The paper said net SCP imports have increased annually between 2013-14 and 2021-22, with net imports growing 124% during that time, “spurred by persistently short supplies and high prices of sugar in the US market, mostly as a result of deliberate US policies.” The amount of sugar in net SCP imports in 2021-22 equaled about 12% of domestic sales, “a benefit growers and processors cold reap in not for the US sugar program,” the SUA said.

“Congress now has the chance to rework the US sugar program and address this harmful, US-job-destroying policy as it works to reauthorize the farm bill in 2023,” Mr. Pasco said.

SUA-White-Paper_embed_source-Agralytica.jpgSource: Agralytica

Based on data analysis from Agralytica, an Alexandria, Va.-based consultancy, the white paper said the United States imported 2,388,616 short tons of sugar in SCPs in 2021-22 compared with exports of 830,639 tons, for net imports of 1,557,977 tons, up 16% from 2020-21. Net imports of sugar in SCPs could grow to more than 1.6 million tons if import trends for the first quarter continue, the report said.
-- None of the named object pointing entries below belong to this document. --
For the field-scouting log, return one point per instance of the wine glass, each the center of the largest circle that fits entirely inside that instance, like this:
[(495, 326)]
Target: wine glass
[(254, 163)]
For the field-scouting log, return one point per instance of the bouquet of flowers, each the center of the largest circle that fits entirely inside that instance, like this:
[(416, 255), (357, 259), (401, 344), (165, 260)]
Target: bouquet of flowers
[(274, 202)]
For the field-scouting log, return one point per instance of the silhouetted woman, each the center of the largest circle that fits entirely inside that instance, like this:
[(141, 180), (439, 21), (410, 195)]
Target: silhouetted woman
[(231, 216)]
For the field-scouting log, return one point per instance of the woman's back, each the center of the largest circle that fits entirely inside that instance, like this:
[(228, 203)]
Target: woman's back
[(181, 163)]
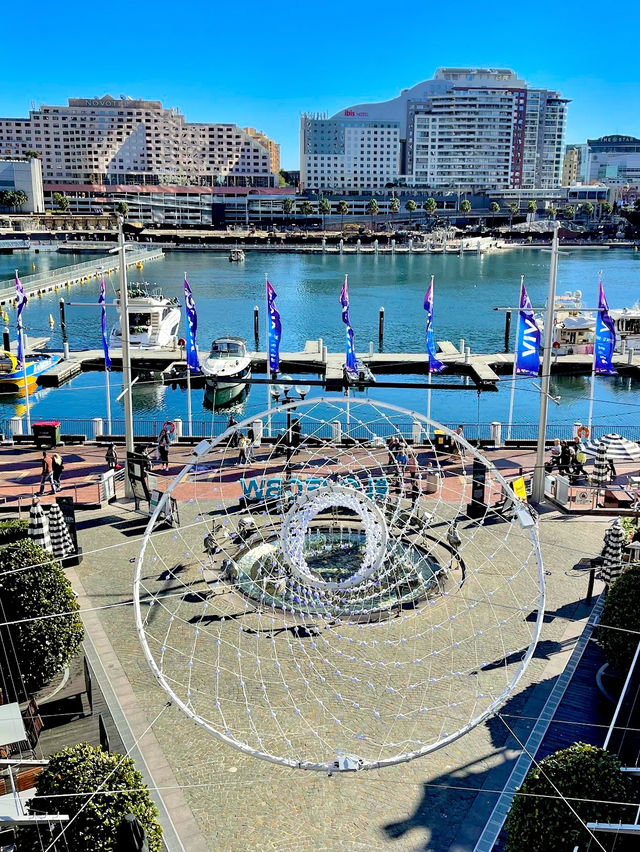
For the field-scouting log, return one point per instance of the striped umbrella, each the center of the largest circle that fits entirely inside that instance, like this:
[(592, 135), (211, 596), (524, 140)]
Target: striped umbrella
[(61, 540), (612, 552), (617, 448), (38, 530)]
In comparison, sales of domestic sugar in 2021-22 were 12,578,000 tons.

If US sugar policies were even a little less restrictive, the incentives for SCP imports and disincentives for SCP exports would diminish, resulting in up to 12% more sugar sales for US growers and processors and a greater share of SCPs made in the United States. 

The SUA represents US food and beverage manufacturers who use sugar and other sweeteners.